Virtual work environments shine a light on the competing values of yesterday and today. Many organizations are reluctant to change. They are content with power networks and visibility that can demand recognition and reward. Traditional notions of executive power and hierarchy are part of Western culture. Most of what is written and researched about virtual teams is based on antiquated team theory from the last century. This is revisited and updated in a flawed attempt to reflect the virtual environment.
It is a challenge for human beings to integrate the new without reference to the context of the old. The virtual environment with all its side shows, big data, constant connectivity, global reach and boundless everything creates a very different challenge for leadership. Virtual teams are flatter and they cut across silos and infrastructures. For the last thirty years, organizations have looked to teams to increase performance. Virtual teams are more flexible, creative and fluent. They get a great deal of work done. Technology enables the transition to a virtual work environment, and virtual teams are playing a much larger role in the economics of business.

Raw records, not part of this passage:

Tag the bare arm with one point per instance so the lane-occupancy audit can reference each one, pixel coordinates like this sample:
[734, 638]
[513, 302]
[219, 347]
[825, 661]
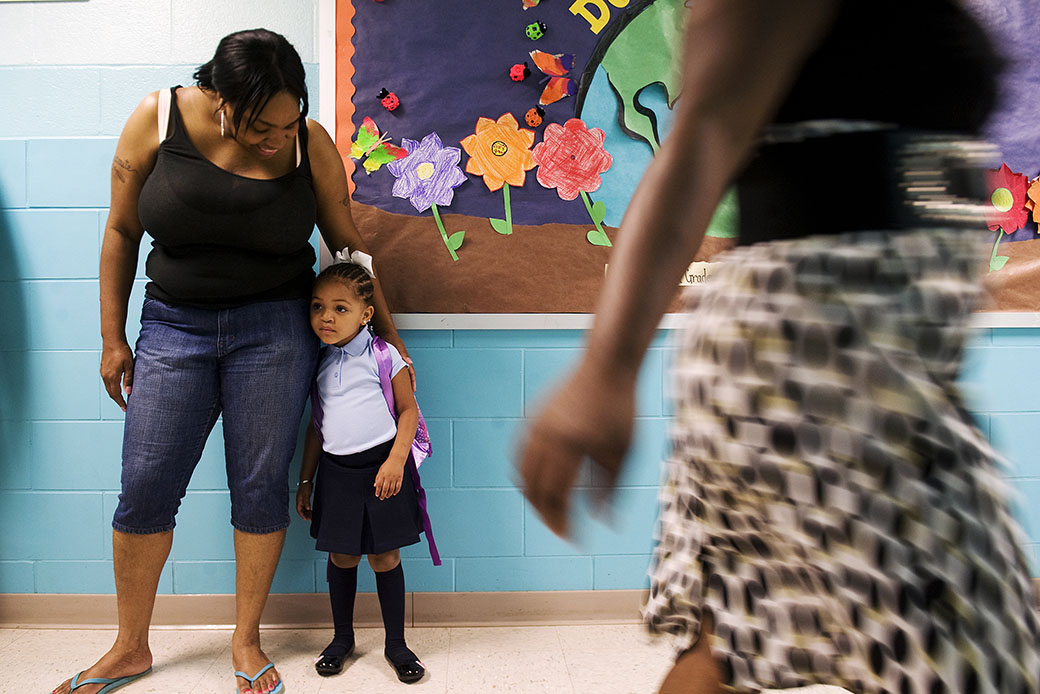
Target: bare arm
[741, 58]
[388, 480]
[308, 467]
[336, 224]
[135, 154]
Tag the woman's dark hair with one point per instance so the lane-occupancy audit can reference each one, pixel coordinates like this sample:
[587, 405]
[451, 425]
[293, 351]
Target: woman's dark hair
[250, 68]
[351, 275]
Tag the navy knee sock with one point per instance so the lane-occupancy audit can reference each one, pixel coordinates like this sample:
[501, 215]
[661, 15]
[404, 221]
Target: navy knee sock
[390, 587]
[342, 589]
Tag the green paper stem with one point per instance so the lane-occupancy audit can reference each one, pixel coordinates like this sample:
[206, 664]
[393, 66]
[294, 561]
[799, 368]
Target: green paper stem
[996, 262]
[444, 235]
[602, 234]
[503, 227]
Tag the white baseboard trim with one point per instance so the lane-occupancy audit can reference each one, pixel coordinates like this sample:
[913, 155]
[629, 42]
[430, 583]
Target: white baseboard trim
[311, 610]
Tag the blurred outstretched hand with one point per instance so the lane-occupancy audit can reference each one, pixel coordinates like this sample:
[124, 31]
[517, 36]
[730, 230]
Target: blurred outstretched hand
[590, 416]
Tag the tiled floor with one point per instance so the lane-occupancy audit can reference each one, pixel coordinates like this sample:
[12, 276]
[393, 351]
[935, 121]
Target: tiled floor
[556, 660]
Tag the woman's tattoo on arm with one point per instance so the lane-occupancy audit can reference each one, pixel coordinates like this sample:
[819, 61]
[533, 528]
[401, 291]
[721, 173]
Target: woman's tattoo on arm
[121, 165]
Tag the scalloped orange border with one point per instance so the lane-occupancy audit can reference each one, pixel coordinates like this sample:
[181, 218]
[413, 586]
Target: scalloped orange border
[344, 84]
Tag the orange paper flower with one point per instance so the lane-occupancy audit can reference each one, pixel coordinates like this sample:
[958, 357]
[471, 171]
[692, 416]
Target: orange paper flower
[1033, 199]
[1007, 209]
[499, 151]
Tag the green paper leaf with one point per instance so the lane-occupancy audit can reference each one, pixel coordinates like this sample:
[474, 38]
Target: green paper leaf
[501, 226]
[598, 211]
[456, 239]
[597, 237]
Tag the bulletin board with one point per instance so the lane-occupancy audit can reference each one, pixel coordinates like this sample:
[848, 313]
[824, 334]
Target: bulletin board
[515, 205]
[534, 122]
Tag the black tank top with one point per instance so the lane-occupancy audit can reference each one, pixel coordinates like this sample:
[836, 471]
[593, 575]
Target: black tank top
[910, 68]
[221, 239]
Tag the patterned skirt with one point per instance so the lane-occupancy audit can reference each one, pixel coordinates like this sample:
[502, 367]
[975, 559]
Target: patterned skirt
[828, 499]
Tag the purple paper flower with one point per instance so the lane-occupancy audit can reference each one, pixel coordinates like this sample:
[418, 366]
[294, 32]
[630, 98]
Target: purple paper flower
[429, 174]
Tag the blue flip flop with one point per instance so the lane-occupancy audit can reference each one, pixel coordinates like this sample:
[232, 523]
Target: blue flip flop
[110, 685]
[277, 690]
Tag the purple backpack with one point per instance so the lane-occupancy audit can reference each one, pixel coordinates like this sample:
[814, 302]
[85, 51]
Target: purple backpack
[421, 447]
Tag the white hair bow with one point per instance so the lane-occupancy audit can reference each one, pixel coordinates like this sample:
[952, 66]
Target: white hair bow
[355, 258]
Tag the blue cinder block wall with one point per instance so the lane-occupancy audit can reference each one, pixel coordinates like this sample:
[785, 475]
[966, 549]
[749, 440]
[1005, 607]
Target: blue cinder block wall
[70, 74]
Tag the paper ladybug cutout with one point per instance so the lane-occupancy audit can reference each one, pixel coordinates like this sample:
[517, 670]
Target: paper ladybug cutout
[388, 99]
[519, 72]
[534, 117]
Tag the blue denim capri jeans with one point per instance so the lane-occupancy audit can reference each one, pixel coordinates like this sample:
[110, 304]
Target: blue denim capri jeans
[253, 363]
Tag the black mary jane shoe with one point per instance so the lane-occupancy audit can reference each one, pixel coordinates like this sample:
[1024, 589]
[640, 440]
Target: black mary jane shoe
[409, 671]
[327, 666]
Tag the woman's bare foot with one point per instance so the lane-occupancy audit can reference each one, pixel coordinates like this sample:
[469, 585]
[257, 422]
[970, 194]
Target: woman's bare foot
[117, 663]
[247, 657]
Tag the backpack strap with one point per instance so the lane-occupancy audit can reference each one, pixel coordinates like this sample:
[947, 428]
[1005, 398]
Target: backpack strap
[421, 446]
[165, 97]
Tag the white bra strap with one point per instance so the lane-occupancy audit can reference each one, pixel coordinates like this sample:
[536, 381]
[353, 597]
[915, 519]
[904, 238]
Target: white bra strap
[164, 99]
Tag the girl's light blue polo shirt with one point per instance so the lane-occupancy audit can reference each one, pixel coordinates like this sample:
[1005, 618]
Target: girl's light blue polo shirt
[355, 413]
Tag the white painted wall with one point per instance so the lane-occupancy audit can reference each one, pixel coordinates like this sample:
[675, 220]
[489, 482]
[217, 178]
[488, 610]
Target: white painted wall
[144, 32]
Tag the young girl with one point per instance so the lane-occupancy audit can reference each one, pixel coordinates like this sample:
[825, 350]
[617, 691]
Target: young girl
[367, 498]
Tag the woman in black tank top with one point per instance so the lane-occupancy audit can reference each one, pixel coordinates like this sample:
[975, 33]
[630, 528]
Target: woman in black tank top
[229, 178]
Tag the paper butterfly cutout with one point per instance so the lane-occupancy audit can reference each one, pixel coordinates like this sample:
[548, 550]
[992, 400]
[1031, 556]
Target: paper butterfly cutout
[375, 146]
[554, 67]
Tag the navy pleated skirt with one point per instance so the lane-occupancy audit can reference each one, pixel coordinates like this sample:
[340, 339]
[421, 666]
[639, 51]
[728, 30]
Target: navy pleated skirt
[348, 518]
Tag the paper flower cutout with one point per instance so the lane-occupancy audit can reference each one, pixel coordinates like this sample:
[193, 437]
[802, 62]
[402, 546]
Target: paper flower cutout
[430, 173]
[1033, 199]
[1007, 200]
[427, 177]
[570, 159]
[500, 152]
[1007, 212]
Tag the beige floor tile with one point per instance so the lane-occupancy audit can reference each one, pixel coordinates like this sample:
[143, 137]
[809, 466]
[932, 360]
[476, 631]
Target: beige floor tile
[7, 637]
[611, 638]
[528, 660]
[40, 660]
[504, 639]
[510, 671]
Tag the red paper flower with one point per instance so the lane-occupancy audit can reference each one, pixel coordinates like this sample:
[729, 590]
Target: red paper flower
[1007, 200]
[1033, 199]
[571, 157]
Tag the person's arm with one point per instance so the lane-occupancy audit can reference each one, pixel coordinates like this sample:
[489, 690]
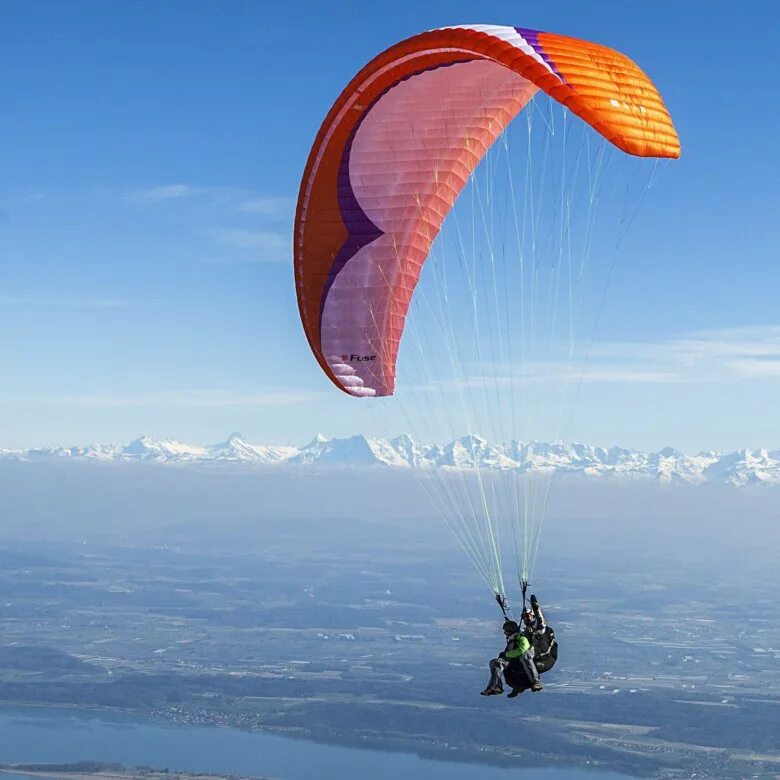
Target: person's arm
[521, 647]
[538, 614]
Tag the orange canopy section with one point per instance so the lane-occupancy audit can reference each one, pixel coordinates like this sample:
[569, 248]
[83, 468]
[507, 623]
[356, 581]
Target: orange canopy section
[397, 148]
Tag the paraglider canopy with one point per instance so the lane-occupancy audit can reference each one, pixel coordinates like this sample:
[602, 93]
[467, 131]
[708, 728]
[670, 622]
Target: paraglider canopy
[397, 148]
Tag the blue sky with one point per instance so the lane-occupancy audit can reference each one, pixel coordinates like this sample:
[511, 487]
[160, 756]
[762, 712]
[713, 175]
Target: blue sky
[150, 157]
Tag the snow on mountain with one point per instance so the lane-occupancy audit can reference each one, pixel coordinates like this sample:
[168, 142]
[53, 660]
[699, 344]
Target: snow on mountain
[746, 467]
[146, 448]
[741, 468]
[237, 448]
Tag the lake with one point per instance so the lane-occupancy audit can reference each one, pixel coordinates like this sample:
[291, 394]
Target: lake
[60, 735]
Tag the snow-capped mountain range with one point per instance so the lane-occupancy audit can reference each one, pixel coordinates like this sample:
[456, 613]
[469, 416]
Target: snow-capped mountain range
[740, 468]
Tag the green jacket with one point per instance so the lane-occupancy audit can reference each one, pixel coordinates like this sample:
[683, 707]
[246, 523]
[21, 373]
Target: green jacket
[516, 646]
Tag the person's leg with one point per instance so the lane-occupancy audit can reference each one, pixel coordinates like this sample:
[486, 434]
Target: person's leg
[496, 671]
[527, 661]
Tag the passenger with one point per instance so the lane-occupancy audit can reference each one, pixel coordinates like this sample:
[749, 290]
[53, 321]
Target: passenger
[519, 653]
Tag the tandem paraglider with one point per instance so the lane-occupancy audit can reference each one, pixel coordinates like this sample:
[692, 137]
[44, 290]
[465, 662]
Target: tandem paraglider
[505, 315]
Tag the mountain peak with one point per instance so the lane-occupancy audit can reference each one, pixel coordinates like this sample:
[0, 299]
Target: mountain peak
[467, 453]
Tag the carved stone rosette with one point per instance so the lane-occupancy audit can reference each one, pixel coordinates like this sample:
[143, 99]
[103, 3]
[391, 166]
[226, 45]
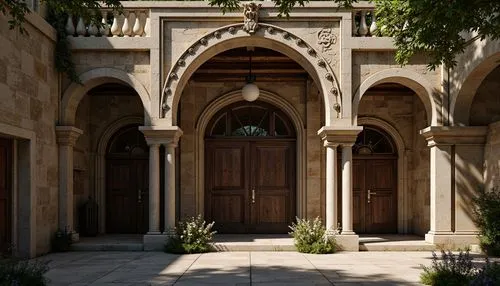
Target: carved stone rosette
[251, 17]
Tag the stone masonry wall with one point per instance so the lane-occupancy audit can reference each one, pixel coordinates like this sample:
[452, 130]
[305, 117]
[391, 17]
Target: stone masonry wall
[29, 100]
[492, 157]
[485, 107]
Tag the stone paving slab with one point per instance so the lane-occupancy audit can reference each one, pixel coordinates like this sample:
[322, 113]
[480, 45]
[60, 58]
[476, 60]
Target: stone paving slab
[235, 268]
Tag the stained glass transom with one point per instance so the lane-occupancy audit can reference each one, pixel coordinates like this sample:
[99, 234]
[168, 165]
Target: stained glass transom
[256, 119]
[373, 141]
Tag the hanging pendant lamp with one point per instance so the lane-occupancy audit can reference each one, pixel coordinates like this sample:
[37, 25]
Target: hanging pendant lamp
[250, 91]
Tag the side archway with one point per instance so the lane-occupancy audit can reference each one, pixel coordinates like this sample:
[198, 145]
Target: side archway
[233, 97]
[404, 211]
[95, 77]
[476, 72]
[100, 164]
[233, 36]
[410, 79]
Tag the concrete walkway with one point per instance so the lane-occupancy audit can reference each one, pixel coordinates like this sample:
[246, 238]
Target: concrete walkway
[236, 268]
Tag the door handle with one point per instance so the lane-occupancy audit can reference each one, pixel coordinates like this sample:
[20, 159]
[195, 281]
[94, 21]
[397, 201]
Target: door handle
[370, 193]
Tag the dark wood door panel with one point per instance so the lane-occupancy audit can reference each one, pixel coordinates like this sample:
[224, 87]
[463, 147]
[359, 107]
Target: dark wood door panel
[5, 194]
[228, 167]
[127, 196]
[250, 185]
[272, 180]
[378, 213]
[226, 194]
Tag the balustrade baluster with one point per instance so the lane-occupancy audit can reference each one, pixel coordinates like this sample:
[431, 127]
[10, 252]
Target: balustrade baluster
[363, 28]
[70, 27]
[81, 30]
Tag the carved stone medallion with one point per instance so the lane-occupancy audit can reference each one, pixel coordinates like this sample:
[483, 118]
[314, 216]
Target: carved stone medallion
[251, 17]
[326, 39]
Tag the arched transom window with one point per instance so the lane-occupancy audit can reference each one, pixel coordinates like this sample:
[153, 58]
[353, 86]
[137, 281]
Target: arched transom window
[256, 119]
[373, 141]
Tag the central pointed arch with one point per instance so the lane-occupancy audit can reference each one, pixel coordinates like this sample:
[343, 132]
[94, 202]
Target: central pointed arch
[233, 36]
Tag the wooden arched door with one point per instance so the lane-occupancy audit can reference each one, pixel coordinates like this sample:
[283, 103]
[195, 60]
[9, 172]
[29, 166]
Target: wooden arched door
[250, 169]
[127, 182]
[374, 182]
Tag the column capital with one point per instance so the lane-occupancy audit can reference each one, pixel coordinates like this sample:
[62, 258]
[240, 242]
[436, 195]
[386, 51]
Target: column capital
[455, 135]
[161, 135]
[333, 136]
[67, 135]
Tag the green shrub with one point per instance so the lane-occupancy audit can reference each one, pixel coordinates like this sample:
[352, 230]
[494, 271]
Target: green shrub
[310, 237]
[486, 213]
[488, 275]
[450, 270]
[22, 272]
[192, 236]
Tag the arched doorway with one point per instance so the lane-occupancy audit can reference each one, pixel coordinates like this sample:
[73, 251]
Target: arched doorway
[127, 182]
[374, 182]
[250, 169]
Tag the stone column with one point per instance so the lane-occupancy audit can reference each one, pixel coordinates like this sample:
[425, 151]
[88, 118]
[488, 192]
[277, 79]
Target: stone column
[169, 187]
[347, 211]
[161, 133]
[66, 139]
[331, 187]
[332, 137]
[154, 188]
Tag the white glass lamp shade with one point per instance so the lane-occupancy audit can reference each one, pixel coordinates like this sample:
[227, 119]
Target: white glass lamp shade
[250, 92]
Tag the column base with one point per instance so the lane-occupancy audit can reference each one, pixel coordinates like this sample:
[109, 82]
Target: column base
[450, 240]
[154, 242]
[347, 242]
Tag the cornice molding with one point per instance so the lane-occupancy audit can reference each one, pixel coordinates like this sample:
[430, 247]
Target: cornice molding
[455, 135]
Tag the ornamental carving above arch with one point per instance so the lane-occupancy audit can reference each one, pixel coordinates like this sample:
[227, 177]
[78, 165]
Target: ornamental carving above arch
[252, 28]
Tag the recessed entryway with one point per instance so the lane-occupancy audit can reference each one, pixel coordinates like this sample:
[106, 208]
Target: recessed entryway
[250, 169]
[374, 182]
[127, 197]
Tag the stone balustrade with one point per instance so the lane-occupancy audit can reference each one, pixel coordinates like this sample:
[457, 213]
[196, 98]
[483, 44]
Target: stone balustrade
[364, 23]
[129, 23]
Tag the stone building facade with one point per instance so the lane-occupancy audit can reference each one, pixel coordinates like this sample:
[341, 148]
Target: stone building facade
[158, 129]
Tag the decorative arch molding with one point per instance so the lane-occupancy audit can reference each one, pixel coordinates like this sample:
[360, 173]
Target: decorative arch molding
[100, 164]
[420, 85]
[233, 97]
[234, 36]
[475, 72]
[404, 211]
[95, 77]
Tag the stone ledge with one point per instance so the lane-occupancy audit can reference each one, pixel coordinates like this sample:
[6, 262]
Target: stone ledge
[454, 135]
[347, 242]
[154, 242]
[451, 241]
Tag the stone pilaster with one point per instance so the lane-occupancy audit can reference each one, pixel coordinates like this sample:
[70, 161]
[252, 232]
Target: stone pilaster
[344, 137]
[347, 211]
[66, 139]
[454, 182]
[156, 135]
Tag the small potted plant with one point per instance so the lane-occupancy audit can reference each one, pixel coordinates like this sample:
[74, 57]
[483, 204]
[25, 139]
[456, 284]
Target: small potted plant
[62, 240]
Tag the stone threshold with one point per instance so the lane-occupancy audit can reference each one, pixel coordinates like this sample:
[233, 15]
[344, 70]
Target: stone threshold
[255, 242]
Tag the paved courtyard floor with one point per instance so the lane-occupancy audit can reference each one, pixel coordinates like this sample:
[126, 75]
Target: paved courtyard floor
[236, 268]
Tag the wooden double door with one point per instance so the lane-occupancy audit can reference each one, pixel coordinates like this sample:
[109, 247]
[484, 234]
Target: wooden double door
[127, 198]
[5, 194]
[250, 185]
[374, 195]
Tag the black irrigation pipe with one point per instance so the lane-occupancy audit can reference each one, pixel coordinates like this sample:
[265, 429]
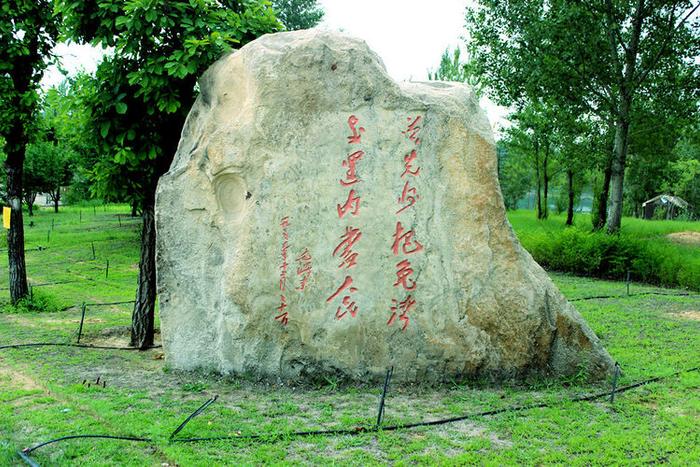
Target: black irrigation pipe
[67, 344]
[192, 415]
[359, 429]
[595, 297]
[126, 302]
[45, 284]
[24, 454]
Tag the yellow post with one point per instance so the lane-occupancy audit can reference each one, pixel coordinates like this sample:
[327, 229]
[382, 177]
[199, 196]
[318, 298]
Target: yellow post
[6, 212]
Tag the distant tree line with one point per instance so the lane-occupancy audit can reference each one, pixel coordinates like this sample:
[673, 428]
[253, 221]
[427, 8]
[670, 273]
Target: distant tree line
[603, 93]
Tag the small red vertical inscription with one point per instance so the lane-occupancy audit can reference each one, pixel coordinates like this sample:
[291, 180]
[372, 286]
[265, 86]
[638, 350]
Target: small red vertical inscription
[350, 163]
[404, 241]
[412, 131]
[400, 310]
[283, 314]
[349, 238]
[352, 205]
[356, 136]
[347, 301]
[304, 268]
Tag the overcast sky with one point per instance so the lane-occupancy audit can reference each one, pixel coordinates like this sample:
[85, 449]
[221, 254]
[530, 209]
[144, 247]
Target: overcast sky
[409, 35]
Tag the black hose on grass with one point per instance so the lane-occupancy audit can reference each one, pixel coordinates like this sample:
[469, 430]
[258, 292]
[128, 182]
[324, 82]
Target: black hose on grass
[595, 297]
[358, 430]
[192, 415]
[64, 438]
[24, 454]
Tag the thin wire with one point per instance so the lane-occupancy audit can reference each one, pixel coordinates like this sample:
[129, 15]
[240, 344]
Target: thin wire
[65, 344]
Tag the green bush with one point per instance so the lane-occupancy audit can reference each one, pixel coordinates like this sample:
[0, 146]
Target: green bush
[652, 260]
[37, 302]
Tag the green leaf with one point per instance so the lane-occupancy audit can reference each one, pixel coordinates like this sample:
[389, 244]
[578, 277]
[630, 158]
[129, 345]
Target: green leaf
[104, 129]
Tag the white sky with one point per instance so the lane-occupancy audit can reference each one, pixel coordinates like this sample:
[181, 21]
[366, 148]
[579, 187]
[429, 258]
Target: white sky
[409, 35]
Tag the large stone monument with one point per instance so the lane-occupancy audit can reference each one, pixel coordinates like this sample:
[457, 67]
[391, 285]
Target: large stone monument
[321, 220]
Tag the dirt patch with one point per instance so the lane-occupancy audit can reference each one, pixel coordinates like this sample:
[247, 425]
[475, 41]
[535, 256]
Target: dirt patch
[19, 380]
[686, 238]
[693, 315]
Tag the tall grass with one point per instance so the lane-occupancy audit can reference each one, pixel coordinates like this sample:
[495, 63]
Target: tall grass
[642, 248]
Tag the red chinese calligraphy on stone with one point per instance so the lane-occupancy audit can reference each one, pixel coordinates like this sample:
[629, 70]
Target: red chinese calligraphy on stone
[356, 136]
[403, 273]
[408, 195]
[348, 239]
[351, 164]
[304, 268]
[407, 160]
[400, 310]
[405, 240]
[283, 317]
[347, 284]
[353, 202]
[350, 307]
[412, 131]
[284, 223]
[347, 301]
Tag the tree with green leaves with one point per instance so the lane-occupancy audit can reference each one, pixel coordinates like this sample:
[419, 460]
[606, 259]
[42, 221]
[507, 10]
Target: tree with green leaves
[48, 169]
[142, 94]
[453, 68]
[603, 56]
[298, 14]
[27, 35]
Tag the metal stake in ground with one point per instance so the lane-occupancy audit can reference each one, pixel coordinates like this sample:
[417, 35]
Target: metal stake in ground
[82, 319]
[387, 379]
[615, 377]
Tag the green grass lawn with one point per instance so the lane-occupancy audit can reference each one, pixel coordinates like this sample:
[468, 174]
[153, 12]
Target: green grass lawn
[48, 392]
[651, 251]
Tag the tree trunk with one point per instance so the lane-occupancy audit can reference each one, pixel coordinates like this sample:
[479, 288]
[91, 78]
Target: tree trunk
[601, 215]
[539, 180]
[617, 173]
[15, 236]
[29, 199]
[545, 175]
[56, 198]
[144, 308]
[570, 210]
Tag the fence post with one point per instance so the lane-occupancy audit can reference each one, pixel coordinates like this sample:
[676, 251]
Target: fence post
[82, 318]
[615, 377]
[387, 379]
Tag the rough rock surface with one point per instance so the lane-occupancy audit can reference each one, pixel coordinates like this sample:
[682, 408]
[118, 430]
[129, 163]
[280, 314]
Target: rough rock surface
[296, 174]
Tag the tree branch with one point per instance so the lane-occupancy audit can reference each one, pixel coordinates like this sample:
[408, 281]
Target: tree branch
[658, 55]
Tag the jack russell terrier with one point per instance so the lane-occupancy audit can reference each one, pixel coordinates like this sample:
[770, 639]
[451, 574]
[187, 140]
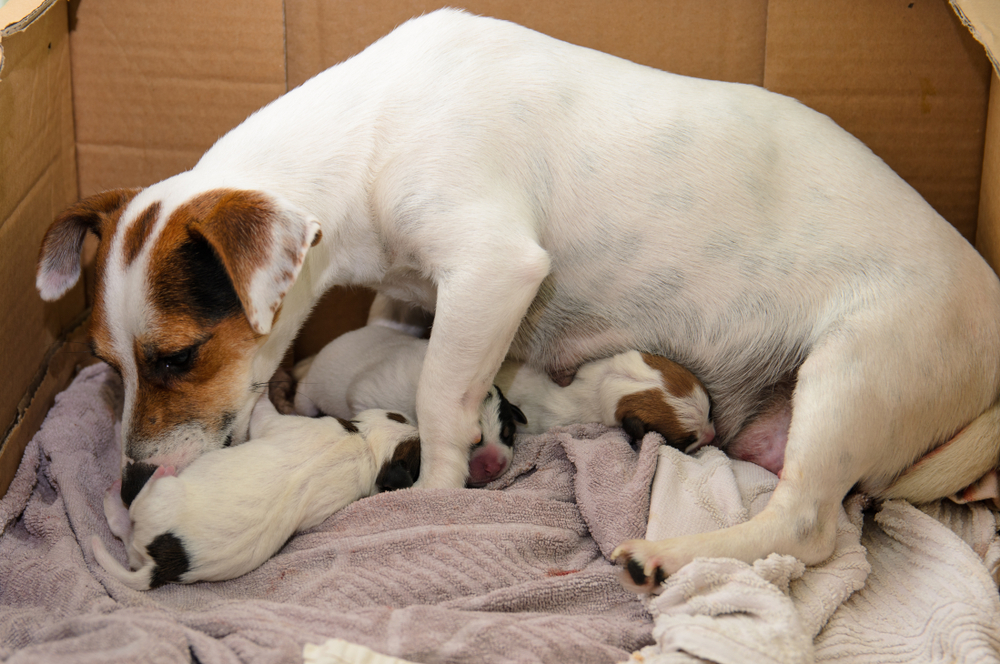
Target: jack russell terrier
[378, 367]
[195, 526]
[554, 204]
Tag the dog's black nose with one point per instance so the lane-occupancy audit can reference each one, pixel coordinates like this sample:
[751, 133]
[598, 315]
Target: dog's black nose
[134, 477]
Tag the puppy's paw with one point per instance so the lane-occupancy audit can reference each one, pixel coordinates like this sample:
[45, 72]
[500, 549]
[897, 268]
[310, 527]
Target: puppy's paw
[281, 391]
[644, 567]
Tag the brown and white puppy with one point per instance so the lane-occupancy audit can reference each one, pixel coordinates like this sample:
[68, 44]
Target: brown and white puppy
[377, 366]
[554, 204]
[232, 509]
[636, 391]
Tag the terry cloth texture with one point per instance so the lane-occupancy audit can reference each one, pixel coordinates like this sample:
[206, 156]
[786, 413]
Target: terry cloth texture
[515, 572]
[903, 585]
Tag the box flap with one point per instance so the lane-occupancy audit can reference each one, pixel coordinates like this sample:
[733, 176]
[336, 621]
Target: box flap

Having a virtual workforce, however, also creates many business benefits for the organization that cannot be ignored. The virtual worker gets freedom and flexibility not only over where they live but how and the organization gets to hire valuable talent wherever that talent resides. The ability to hire regardless of location, an expanded talent pool, lower real estate costs, a reduction in business and travel expenses and happier and more productive workers are only a few of the benefits. Workers have a more flexible lifestyle and spend more time with their families. It saves everybody money and provides opportunities for people who may otherwise not be able to be a part of the workforce. The virtual workplace creates value to the environment as well. It cuts down on gasoline consumption and decreases smog and pollution. But the true value comes from what the virtual worker can contribute both in terms of knowledge and performance.
When power and performance are not part of the same structure this can create problems within the organization. A significant amount of research has been conducted in the last decade, and most of it suggests that organizations are reluctant to give up the hierarchy. Virtual teams are good at circumventing structure to facilitate speed and availability. Organizational structure can vanish while accomplishing project objectives and goals but the hierarchy remains. The hierarchy operates outside of the world of the virtual environment. In many cases it is still alive and well in the C Suite at corporate headquarters.
Very little research exists on what happens to power when the organization is horizontal. What has happened to this point is that organizations have relied on the past. We have tried to apply theories of management and leadership that are centuries old to the virtual environment (Hornett, 2004). Organizations do not want to give up the power structure. This makes it very difficult to manage the invisible. There is a lot more invisible in the lack of support for virtual workers than the fact they are just working off site.